Znak nie identyfikuje osoby a stację ...
znak nie oznacza osoby tylko stację - więc co z te
    sp9ikf pisze:


    .......Jurek od Ciebie oczekiwałem nieco wiekszej wiedzy niz od pozostałych. co ma wspolnego słuzba lotnicza i morska z amatorska.
    mieszasz pojecia i ludziom w głowach z całym szacunkiem.
    zerknij na powrót do "czerwonej ksiazki". RR dokładnie definuje kto i kiedy otrzymuje pozwolenie radiowe (radio licence)
    w omawianym przez wielce Szanownych Kolegow przypadku - pozwolenie otrzymuje Jan Kowalski a nie trx Jana Kowalskiego. w pozwoleniu nie ma wyspecyfikowanych urządzęń które tym pozwoleniem sa objete (jak to ma miejsce w przypadku statku i pewnie samolotu też ale tego ostatniego nie wiem bo robiłem w morskiej) - to taka specyfika słuzby amatorskiej. w tym zakresie nic sie od lat nie zmieniło i raczej nie zmieni. bo jak sie zmieni to koniec słuzby amatorskiej!.......
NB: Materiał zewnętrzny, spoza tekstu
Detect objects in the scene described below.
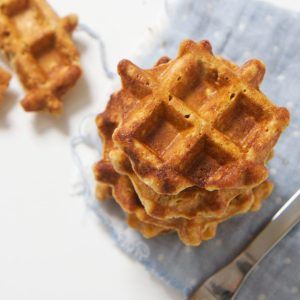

Jeżeli na etapie rozmów w MC szykuje nam się takie kwiatki(jak przytoczone wyżej, pewnie są i też inne "nowości") to już widzę co będzie się dziać po zjeździe kiedy to "nowa" władza dostanie w swoje łapki ster naszego Związku.

Jacek, ująłeś to tak jak było i jest, czyli jest totalna różnica pomiędzy służbą radiową amatorską(stacją) a służba radiowa profesjonalną( stacją na statku powietrznym lub na statku morskim). Tak było i póki co jest, znak wywoławczy przydzielony dla konkretnego samolotu(np. SP-xxx lub statku SPxx)jest na danym podmiocie tak długo aż on nie zmieni przynależności państwowej lub wyląduje w czeluściach pieca hutniczego. Operator takiej stacji samolot/statek nie posiada własnego znaku wywoławczego posługuje się w danej chwili znakiem samolotu/statku. Nadmienić trzeba dla jasności że dany znak wywoławczy przyznany statkowi powietrznemu lub morskiemu jest również znakiem wywoławczym stacji radiowej na nim zamontowanej(stacje mogą być zmieniane znak wywoławczy pozostaje ten sam).
Natomiast w radiowej służbie amatorskiej znak wywoławczy jest przyznany konkretnej osobie fizycznej a nie jakiejś bliżej nieokreślonej stacji, często właściciel znaku wywoławczego nie posiada totalnie żadnego sprzętu czyli żadnej stacji. I jak tu mają się twierdzenia nawiedzonych i ponoć UKE, nie tak dawno byłem w UKE które potwierdziło że znak otrzymuje osoba fizyczna a nie domniemana stacja.

Bardzo dziwne i mocno niepokojące jest fakt że takie stanowisko(totalnie rewolucyjne) zajmuje osoba ponoć biorąca udział w rozmowach w MC i która również jest delegatem na zjazd.

Próba manipulacji z połączeniem świadectwa z licencją w jeden dokument będzie nas obciążała dodatkowymi kosztami, bo chyba nikt z Towarzystwa nie jest tak naiwnym że ewentualny obojniak będzie za friko i dożywotni tak jak jest na dzień dzisiejszy świadectwo. Kolejnym problemem dla wszystkich może być to że np. MC lub UKE wymyśli sobie odbiór obojniaka w stolycy.
Można domniemać(obym mylił się) że nic dobrego nas nie czeka po owych rozmowach w MC, żeby tylko tak nie było po zjeździe. Po którym Towarzystwo oczekuje totalnej poprawy w temacie PZK.
_______________
Greg SP2LIG

Dodam że to jest moja osobista refleksja po przeczytaniu ostatnich postów w tym wątku.